Reviewed by Tim Kopp

For two-thirds of its length, Batman Begins is a terrifically entertaining and stimulating film in which Nolan's non-linear narrative style and excellent acting from nearly the entire cast transcend the flaws of Goyer's script and the muddled action scenes. The cliches and mindless bombast of the last half hour leave room for improvement in future instalments but nevertheless Nolan's film restores credibility to Warner's tarnished franchise.
**** out of five

In the wake of his parents' murder, millionaire heir Bruce Wayne travels to Asia to study and understand the criminal mind. There he joins the League of Shadows after an invitation from the enigmatic Ducard who trains him in martial arts and instructs him to confront his greatest fears (Wayne suffers from a phobia of bats after an early childhood trauma). When Wayne returns to Gotham City, he finds the city in the grip of crime and corruption that extends to the police and the courts. With the help of butler Alfred and scientist Lucius Fox, Wayne adopts a new persona as the masked crusader Batman to fight Gotham's underworld led by gangster boss Falcone and mad scientist Jonathan Crane.

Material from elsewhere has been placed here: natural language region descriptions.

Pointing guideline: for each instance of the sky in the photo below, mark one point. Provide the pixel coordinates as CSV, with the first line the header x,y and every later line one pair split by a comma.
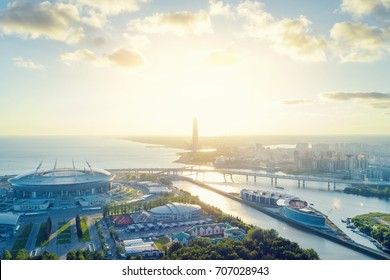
x,y
148,67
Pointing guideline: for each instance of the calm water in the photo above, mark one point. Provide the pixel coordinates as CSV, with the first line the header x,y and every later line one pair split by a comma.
x,y
21,154
325,248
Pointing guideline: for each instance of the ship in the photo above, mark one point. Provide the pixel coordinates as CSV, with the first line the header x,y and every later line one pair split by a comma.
x,y
289,207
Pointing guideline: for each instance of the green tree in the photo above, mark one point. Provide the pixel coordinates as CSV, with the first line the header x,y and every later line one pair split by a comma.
x,y
174,247
78,227
7,255
22,255
48,228
71,255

Ever since Warner first announced that a new Batman film, based on a variety of sources including Frank Miller's comic The Dark Knight Returns, would tell the story of his origins, Batman Begins has been one of the most anticipated recent Hollywood films in development. For one, the film faces the challenge of reestablishing the series as a major franchise after the last two entries directed by Joel Schumacher had gone down disastrously with audiences. The film sparked further interest when the studio brought British director Christopher Nolan on board: would his particular sensibilities be in harmony with the style and demands of a big-budget studio film? In the main Nolan succeeds, most notably in the first two acts where the partially non-linear narrative structure recalls Memento, creating a similar kind of disorientation and demanding active audience participation. It is to Nolan's credit that the repeated shift between past and present in the first half hour or so never lacks clarity. On the contrary, the feeling of disorientation only strengthens the prevailing sense of dread that Goyer emphasises (not always convincingly) in his script, particularly in the early exchanges between Wayne and Ducard. Combined with explanatory flashbacks to Wayne's past, the first half of the film is a very suspenseful and terrifically acted story about Wayne's search for his identity and his attempts to overcome his fears. In that sense, the horror elements in Batman Begins (the appearances of the bats bring to mind Hitchcock's The Birds) are appropriate and effective, thanks in no small part to Cilian Murphy's performance as Dr Crane and a superbly recreated, organic mask for the Scarecrow.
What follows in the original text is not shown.